The U.S. Democratic Party is in trouble, one year after taking control of the White House and both houses of the U.S. Congress. The party just failed to pass President Biden’s two top legislative priorities, as Senator Joe Manchin of West Virginia refused to support the Build Back Better package of climate and safety-net measures, and both he and Senator Kyrsten Sinema of Arizona rejected plans to approve voting reforms through a simple majority in the Senate. Meanwhile, the omicron variant has caused record numbers of Covid-19 infections, and inflation surpassed 7 percent for 2021. These problems could help Republicans win back control of Congress in midterm elections this November. Biden’s approval rating is lower than any president since World War II—apart from Donald Trump—at this point in his term, and 5 percent more Americans identify as Republicans than Democrats, a 14-point swing from a year ago. Where is all this going?

Norman Ornstein is an emeritus scholar at the American Enterprise Institute in Washington. In Ornstein’s view, while Democrats can’t fully control some of the factors that will determine the outcome of the midterms, such as the pandemic or the economy, most economic indicators—aside from inflation—are heading the right way. The Democratic Party’s strategy, as Ornstein sees it, will be to try to pass individual parts of Build Back Better through a budgeting process that requires only a simple majority in the Senate. Biden can also issue executive orders to enact new policies, especially on climate, though the Supreme Court could veto them. Despite the string of recent setbacks, Ornstein says, the Democrats remain almost wholly unified behind Biden’s policy agenda. The question, Ornstein thinks, is whether and how they can adjust their political messaging ahead of this year’s elections to convince American voters that this agenda has made real improvements in their lives.

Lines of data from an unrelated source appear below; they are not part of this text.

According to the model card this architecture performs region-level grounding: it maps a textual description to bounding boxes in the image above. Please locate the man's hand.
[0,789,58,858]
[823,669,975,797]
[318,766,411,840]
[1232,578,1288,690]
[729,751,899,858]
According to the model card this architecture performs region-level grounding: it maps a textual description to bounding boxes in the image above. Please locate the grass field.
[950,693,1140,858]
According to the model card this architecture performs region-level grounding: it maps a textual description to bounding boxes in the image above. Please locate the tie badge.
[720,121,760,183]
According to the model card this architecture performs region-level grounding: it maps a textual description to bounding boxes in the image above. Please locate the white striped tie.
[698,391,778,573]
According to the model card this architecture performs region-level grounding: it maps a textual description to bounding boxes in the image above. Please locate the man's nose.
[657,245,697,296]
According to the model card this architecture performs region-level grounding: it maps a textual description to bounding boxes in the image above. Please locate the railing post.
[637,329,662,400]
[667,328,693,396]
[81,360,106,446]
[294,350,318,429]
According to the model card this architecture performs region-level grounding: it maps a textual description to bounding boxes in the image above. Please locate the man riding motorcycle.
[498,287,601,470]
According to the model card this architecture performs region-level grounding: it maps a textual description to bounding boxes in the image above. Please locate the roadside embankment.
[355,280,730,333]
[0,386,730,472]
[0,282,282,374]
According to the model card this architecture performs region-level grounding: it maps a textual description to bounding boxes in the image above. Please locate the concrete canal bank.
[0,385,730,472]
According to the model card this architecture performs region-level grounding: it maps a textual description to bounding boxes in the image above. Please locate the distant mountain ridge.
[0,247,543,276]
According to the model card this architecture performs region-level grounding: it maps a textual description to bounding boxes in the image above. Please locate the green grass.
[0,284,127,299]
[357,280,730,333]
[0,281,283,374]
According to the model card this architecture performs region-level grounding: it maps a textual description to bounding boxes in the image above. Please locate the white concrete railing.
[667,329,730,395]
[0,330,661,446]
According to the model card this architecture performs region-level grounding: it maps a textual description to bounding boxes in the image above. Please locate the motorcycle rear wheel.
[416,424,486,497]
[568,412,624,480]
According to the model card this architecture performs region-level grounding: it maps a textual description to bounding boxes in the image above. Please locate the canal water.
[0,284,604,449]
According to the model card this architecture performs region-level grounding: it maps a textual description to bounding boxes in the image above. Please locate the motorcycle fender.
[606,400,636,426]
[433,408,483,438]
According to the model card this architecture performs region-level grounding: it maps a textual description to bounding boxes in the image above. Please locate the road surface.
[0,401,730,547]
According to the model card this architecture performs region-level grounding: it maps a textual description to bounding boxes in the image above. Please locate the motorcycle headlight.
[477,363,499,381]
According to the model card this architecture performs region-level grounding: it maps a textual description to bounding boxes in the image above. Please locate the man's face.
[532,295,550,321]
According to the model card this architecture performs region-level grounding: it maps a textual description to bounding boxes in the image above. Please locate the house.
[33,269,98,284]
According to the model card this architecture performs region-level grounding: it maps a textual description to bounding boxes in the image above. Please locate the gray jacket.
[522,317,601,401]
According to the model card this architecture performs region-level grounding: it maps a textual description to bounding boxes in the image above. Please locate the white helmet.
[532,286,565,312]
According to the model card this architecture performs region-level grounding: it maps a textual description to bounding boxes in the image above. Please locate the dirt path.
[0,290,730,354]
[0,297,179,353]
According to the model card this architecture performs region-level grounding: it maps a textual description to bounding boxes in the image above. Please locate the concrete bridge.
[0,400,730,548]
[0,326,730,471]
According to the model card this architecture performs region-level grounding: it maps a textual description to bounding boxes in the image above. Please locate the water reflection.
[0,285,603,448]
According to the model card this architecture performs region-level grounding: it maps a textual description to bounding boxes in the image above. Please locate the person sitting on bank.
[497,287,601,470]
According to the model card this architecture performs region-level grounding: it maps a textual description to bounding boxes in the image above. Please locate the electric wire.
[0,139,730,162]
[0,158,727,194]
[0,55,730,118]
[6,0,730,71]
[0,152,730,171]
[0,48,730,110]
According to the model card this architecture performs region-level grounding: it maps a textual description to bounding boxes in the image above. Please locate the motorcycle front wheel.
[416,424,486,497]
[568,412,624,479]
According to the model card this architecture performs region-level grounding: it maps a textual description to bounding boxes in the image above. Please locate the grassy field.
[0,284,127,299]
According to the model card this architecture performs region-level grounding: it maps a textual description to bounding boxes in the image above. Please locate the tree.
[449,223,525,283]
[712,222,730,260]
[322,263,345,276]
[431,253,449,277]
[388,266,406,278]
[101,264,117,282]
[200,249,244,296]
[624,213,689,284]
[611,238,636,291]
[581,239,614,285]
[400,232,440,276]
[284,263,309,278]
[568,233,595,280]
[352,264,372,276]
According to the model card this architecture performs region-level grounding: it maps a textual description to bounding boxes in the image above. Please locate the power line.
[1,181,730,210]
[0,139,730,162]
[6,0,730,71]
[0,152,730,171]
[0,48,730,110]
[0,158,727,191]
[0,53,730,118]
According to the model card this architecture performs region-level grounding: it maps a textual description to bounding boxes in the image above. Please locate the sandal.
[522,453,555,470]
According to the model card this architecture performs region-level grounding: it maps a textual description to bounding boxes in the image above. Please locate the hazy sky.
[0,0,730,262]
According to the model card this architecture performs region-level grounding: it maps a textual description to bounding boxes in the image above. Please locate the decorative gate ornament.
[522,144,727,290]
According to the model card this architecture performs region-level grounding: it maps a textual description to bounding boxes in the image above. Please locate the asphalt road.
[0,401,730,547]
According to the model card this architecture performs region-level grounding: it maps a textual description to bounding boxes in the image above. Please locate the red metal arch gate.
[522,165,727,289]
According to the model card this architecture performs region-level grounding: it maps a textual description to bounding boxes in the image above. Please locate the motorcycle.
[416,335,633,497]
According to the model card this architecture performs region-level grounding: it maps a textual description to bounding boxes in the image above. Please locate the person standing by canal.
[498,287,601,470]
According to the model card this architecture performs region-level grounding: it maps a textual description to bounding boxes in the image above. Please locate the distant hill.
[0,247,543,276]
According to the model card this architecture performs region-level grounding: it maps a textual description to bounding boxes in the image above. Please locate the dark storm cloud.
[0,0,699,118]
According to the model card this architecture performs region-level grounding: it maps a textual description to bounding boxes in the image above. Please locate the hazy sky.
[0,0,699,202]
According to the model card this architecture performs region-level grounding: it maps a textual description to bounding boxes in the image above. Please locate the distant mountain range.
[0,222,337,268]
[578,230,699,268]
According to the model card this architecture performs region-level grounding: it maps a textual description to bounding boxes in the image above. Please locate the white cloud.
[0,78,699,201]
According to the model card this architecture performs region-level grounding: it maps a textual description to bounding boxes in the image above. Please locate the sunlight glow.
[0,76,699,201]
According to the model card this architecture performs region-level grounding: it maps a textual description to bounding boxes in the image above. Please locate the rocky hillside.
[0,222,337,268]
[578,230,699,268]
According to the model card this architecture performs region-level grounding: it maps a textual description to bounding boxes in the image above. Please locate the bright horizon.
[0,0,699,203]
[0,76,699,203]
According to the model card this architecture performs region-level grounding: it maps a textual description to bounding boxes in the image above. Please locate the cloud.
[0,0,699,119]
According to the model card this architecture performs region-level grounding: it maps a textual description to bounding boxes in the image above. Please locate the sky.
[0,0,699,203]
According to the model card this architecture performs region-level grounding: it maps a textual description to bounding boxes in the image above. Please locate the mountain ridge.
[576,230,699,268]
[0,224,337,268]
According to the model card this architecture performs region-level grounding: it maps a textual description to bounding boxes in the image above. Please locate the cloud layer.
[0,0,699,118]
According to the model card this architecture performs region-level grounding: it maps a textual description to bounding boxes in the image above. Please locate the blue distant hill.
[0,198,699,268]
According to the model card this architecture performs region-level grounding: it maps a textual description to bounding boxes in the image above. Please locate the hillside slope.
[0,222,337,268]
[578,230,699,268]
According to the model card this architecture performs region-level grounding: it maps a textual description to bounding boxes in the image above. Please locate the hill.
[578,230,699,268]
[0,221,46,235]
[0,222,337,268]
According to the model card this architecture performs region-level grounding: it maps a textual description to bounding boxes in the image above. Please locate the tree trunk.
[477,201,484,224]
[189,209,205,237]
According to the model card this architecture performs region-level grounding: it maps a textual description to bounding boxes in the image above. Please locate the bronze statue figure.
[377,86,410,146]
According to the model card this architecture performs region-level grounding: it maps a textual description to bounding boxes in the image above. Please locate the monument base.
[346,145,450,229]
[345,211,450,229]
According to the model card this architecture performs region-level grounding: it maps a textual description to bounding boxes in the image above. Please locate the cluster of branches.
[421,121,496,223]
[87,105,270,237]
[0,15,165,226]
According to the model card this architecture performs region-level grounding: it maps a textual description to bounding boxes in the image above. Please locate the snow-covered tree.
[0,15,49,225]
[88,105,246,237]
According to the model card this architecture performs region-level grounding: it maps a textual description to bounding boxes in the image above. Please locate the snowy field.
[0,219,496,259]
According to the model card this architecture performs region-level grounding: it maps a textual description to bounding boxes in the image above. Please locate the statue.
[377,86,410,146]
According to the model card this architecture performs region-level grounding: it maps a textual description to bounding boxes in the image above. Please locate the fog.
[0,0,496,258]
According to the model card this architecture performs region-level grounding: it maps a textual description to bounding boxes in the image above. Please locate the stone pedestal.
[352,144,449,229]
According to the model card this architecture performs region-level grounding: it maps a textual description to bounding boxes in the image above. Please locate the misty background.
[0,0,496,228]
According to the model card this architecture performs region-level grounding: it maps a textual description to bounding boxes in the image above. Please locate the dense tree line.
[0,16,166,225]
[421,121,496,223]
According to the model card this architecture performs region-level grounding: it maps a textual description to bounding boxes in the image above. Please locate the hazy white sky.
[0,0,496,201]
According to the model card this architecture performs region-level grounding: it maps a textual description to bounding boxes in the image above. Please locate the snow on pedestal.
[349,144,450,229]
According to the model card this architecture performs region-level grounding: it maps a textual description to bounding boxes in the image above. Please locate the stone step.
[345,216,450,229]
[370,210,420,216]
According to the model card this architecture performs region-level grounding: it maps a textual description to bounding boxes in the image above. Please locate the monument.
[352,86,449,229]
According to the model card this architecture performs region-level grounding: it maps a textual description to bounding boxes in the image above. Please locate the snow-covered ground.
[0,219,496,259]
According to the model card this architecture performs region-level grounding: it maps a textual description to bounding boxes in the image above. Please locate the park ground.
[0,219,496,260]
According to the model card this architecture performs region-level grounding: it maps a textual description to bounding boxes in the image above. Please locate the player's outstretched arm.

Michael Bluhm: How bad is it right now for the Democratic Party?

Norman Ornstein: There’s no doubt, this is a low point.

But let’s not forget the bigger picture. We have Covid fatigue in the U.S. that’s been building since the pandemic started. My sense of the Democrats’ defeat in the gubernatorial race in Virginia is that even though Republican Glenn Youngkin used critical race theory in his focus on education, Covid was more important, especially with swing voters. Democrats had said, It’s a pandemic, so we have to shut down—without regard for what the cost would be. They’re going to have a backlash.